Editor’s Note: This article was written and submitted by Dr. Chrystina A. Dolyniuk, UAYA Youth Educator & Member of UAYA Whippany Chapter
HANOVER TOWNSHIP — Members of the Ukrainian American Youth Association (UAYA) recently gathered at the Ukrainian American Cultural Center of New Jersey to make a difference in the lives of children in Ukraine. The feast of Saint Nicholas the Miracle Worker is one of the most highly anticipated holidays for children of Ukrainian heritage. It symbolizes the start of the holiday season and is the day when Ukrainian children traditionally receive gifts.
For children living in today’s war-torn Ukraine, giving and receiving gifts during the holiday season may be an elusive reality since many have been forced from their homes or have lost a parent due to war. In fact, according to the international organization UNICEF, three million people currently living in Ukraine are in need of humanitarian assistance, with at least 500,000 of those being children. Additionally, the United Nations High Commission for Refugees recently reported that the government of Ukraine has identified at least 1.5 million internally displaced persons since the start of the conflict.

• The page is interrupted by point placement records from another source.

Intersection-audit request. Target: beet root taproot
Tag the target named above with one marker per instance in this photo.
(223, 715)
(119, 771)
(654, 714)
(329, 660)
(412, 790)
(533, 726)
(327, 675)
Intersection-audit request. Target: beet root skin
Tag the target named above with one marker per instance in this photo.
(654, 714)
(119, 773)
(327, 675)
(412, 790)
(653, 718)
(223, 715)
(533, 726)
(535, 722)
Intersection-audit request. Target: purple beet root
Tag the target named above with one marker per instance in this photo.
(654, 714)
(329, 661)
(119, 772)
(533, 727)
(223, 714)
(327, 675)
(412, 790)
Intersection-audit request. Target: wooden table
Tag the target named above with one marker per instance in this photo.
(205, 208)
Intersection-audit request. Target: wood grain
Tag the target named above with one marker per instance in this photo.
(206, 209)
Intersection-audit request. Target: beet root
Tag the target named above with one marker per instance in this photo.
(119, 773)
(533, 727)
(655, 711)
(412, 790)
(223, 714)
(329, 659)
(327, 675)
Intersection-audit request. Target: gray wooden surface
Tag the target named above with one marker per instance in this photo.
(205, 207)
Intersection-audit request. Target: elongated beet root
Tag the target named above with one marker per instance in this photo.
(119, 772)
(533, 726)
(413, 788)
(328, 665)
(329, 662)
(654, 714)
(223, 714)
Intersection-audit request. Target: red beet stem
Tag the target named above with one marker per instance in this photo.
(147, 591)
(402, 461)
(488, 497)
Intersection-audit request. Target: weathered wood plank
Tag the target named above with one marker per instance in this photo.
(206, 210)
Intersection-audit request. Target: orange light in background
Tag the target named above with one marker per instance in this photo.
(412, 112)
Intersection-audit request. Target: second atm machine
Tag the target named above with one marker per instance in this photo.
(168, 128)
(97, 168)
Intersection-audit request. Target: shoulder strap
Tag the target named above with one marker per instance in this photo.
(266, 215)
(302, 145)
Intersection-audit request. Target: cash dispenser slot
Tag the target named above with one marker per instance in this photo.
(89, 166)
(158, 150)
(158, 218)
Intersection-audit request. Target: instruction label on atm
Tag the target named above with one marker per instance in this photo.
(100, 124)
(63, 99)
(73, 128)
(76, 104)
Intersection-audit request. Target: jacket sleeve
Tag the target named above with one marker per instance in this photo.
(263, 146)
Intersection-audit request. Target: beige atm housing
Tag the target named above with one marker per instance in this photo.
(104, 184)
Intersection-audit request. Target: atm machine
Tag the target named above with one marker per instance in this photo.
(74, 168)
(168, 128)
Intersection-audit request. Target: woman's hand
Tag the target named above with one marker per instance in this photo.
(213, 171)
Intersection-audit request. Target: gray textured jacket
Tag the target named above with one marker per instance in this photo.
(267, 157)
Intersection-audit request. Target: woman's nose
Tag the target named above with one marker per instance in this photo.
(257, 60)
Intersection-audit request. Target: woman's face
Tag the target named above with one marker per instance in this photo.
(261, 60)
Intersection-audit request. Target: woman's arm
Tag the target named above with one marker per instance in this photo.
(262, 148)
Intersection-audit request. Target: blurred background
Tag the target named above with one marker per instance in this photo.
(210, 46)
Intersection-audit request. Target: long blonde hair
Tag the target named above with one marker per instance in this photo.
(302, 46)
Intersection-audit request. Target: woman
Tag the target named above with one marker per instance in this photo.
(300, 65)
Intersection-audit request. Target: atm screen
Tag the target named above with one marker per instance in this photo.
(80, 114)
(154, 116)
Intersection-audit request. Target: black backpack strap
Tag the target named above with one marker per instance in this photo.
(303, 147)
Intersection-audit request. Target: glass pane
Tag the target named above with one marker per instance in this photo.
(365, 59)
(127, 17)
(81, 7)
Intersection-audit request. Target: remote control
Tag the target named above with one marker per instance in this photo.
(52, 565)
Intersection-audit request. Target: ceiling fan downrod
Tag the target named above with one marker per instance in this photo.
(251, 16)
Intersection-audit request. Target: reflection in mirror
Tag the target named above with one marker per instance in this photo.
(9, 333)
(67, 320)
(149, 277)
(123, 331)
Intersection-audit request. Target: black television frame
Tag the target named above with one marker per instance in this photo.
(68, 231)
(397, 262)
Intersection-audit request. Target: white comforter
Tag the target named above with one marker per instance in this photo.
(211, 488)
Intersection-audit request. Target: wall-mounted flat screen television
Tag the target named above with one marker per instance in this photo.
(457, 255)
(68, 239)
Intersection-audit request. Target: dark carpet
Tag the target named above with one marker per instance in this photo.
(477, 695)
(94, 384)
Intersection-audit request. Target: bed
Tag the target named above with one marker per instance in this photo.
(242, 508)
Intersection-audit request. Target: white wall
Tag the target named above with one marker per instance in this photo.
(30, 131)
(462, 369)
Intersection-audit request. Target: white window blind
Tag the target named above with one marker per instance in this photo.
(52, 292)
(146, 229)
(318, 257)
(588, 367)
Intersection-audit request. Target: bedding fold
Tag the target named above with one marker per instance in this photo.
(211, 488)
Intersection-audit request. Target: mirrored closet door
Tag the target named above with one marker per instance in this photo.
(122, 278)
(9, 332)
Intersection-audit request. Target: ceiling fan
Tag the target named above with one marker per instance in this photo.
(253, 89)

Since Russia illegally annexed Crimea in 2014, and subsequently invaded the Donbas and Luhansk regions of eastern Ukraine, members of the Ukrainian Youth Association, have been involved in a global effort to lessen the burden for Ukraine’s children. Under the call “Warm the Heart of a Child”, members of the organization across the globe have taken action at their local chapters to collect donations and prepare backpacks for children that include warm winter clothes, school supplies, small toys, and handwritten holiday greetings.
This year members of the Ukrainian American Youth Association (UAYA) chapter in Whippany, New Jersey, participated in this effort for the fifth year in a row. Families volunteered to sponsor children who were typically the same age and gender as their own children, providing a teaching opportunity for both UAYA counselors and parents to discuss how Ukrainian-Americans can embrace and support their brothers and sisters in their ethnic homeland. Additionally, members of the broader Whippany community were invited to participate including parishioners at St. John the Baptist Ukrainian Catholic Church and members of Plast, the Ukrainian scouting organization. In total, the Whippany chapter collected 102 backpacks this year, which were sent to children in Kalush, Ternopil, Kyiv and Khmelnytsy Regions. Over the last five years, members of UAYA Whippany have donated, packed and shipped over 600 backpacks to children in war-torn Ukraine.
The Ukrainian Youth Association was first founded in Ukraine in 1925 and has established chapters in twelve different countries around the globe. The Whippany chapter of the Ukrainian American Youth Association has been in existence since 1991 and operates under the Ukrainian Youth Association’s motto “God and Ukraine.”